Yes. I had impacted wisdom teeth. Every time I get a dental check-up, they always mention how I have wisdom teeth and that I need to get them pulled. At first, I did not really mind, and therefore, did not want them pulled out. Later on, I started seeing a tooth-like portion surrounded with gums at the very end of my lower right jaw. This actually was not much of a surprise at this point since when I had a panoramic x-ray, the two lower wisdom teeth I had were horizontally impacted. The crowns were literally bumping, with complete contact, my second molars. The upper ones, on the other hand, appear fine on the x-ray although when I look at them now, they appear to be distally impacted. Hopefully I don't have to get those two pulled out anymore.

Now, I am getting quite concerned with my lower wisdom teeth. i did not want them to push the rest of my teeth and totally point them in unsightly directions. So there. I had my first ever dental surgery scheduled after some canvassing. I was supposed to take a painkiller 30 minutes before the surgery. The procedure was to start at 3:00pm in the afternoon, so I promptly popped the pill at 2:30pm. The surgery started a bit later at 3:30pm, though, because of all the prepping. Most of my friends who have gone through the procedure told me that it would be done in a couple of hours. And obviously, that was what I was expecting. Now, I won't be too specific on the details of my surgery, unless anyone asks for it. Haha. Let's just say I got tooth 1 pulled out at around 5:30. The second one was a lot harder, so it got pulled out at 8:30pm. Imagine... I was in the dentist's chair for almost six hours! I felt like I was being put to a death sentence that time and that I was in an electric chair. My hands were tightly clasping the ends of the armrests, and I'm just trying my best to hold my mouth open to non-verbally tell the dentist "just get it out!" Yes, it was that traumatic. But then on the good side, I was able to raise my threshold for pain.

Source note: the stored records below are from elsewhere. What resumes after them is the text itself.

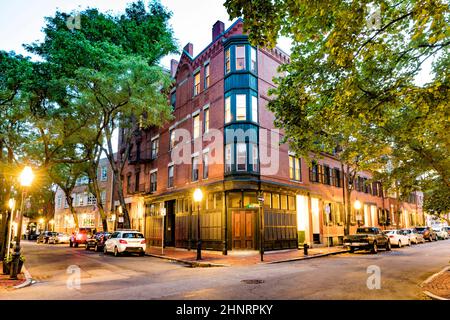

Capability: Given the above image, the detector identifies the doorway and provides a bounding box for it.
[164,200,175,247]
[231,210,256,250]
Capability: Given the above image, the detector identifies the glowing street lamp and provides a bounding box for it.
[10,166,34,279]
[194,188,203,260]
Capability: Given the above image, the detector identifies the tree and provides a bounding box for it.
[23,1,176,227]
[225,0,450,218]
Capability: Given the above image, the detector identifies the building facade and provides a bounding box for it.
[54,158,115,233]
[119,19,423,253]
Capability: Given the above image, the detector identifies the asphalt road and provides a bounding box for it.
[0,240,450,300]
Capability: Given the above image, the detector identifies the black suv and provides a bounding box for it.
[36,231,58,243]
[86,231,111,252]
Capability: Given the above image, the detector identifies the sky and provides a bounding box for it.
[0,0,290,68]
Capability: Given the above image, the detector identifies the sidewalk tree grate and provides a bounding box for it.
[241,279,264,284]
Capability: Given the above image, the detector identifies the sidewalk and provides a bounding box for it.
[0,273,27,290]
[422,267,450,300]
[146,247,347,267]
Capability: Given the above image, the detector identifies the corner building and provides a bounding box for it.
[119,19,422,254]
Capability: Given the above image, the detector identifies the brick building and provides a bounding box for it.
[119,19,423,253]
[54,158,115,233]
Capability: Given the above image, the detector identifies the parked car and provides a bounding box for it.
[69,228,91,248]
[433,227,448,240]
[103,230,146,257]
[401,228,425,244]
[415,227,437,242]
[86,231,111,252]
[36,231,57,243]
[344,227,391,253]
[383,230,411,248]
[48,232,70,244]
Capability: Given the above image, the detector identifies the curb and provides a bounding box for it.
[145,253,231,268]
[259,250,350,264]
[13,265,33,289]
[420,266,450,300]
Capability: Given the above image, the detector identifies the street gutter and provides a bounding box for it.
[13,265,33,289]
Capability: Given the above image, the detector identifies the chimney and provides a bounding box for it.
[170,59,178,78]
[212,20,225,41]
[183,42,194,57]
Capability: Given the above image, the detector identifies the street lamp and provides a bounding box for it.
[194,188,203,260]
[353,200,361,227]
[6,198,16,257]
[10,166,34,279]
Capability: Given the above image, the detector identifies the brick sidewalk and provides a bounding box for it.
[146,247,346,266]
[0,273,26,290]
[423,269,450,299]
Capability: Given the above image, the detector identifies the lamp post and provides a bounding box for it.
[6,199,16,257]
[194,188,203,260]
[353,200,361,227]
[10,166,34,279]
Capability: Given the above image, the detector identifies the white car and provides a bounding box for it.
[401,229,425,244]
[433,227,448,240]
[103,230,147,257]
[383,230,411,248]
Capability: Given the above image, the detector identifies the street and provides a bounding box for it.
[0,240,450,300]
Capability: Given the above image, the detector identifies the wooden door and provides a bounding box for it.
[232,210,255,249]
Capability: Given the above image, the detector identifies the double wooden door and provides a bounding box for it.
[232,210,256,250]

The recovery process was also very much unforgettable. I had really swollen cheeks that made me look like a chipmunk. My left side stayed sore a lot longer since more trauma was put on it. Take note, though, that I was able to eat a lot of yummy stuff like yogurt, leche flan, and wait for it... ice cream! And of course, I was very conscious with being careful with other food that I eat and with cleaning the area. I did not want to go through any avoidable complications. My best friend that time was the internet. Thanks to all those threads on wisdom teeth extractions, I was able to get by without too much fuss. It was just nice to hear from people who are also going through the same experience.

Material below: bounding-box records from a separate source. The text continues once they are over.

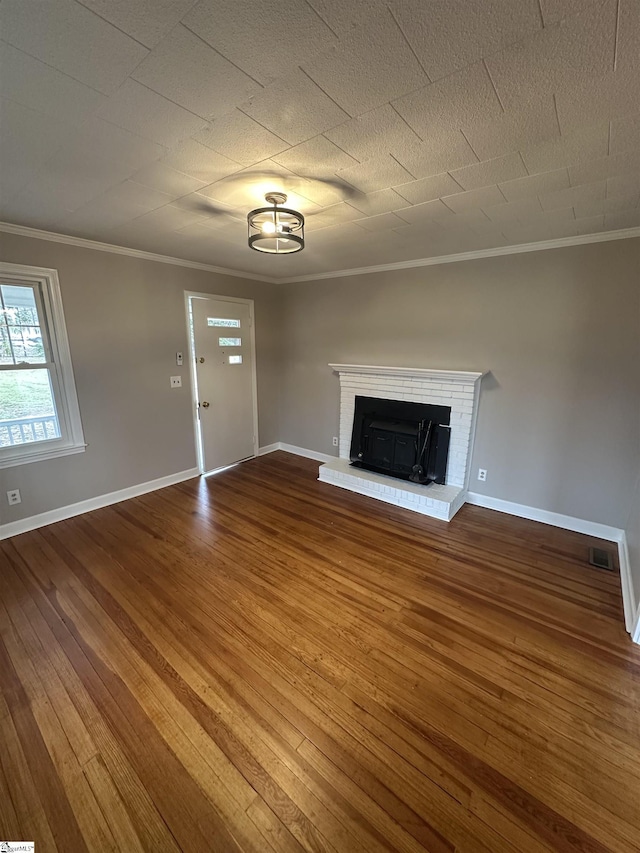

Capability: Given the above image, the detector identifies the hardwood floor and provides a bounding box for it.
[0,452,640,853]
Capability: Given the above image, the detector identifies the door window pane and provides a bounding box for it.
[207,317,240,329]
[0,368,60,447]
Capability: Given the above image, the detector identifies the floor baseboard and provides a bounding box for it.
[0,468,200,539]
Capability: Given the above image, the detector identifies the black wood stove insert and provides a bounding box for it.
[349,397,451,483]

The whole thing happened during the second week of September. More than two months have already passed and I am happy to say that I have recovered very well. This whole experience made me more careful and cautious with my oral hygiene. I'm still in a bit of an itch though, if I still need to get the upper ones pulled out. Hopefully, braces will do the trick. Yes, I intend on getting my teeth alignment as nicely done as possible, and more importantly, to hopefully ban the option of going through another traumatic surgery. On a lighter note, the upper ones might be easier to pull since they're fully erupted already unlike the lower ones where the dentist still needed to cut through some gums. Yes, that's why I did not want to be specific on details unless asked for. It's a bit gory. Anyway, it's, I guess, one of the things that mark an interesting chapter in life.

Feel free to share your experiences when you had yours pulled... or even if you are just in the process of having it done.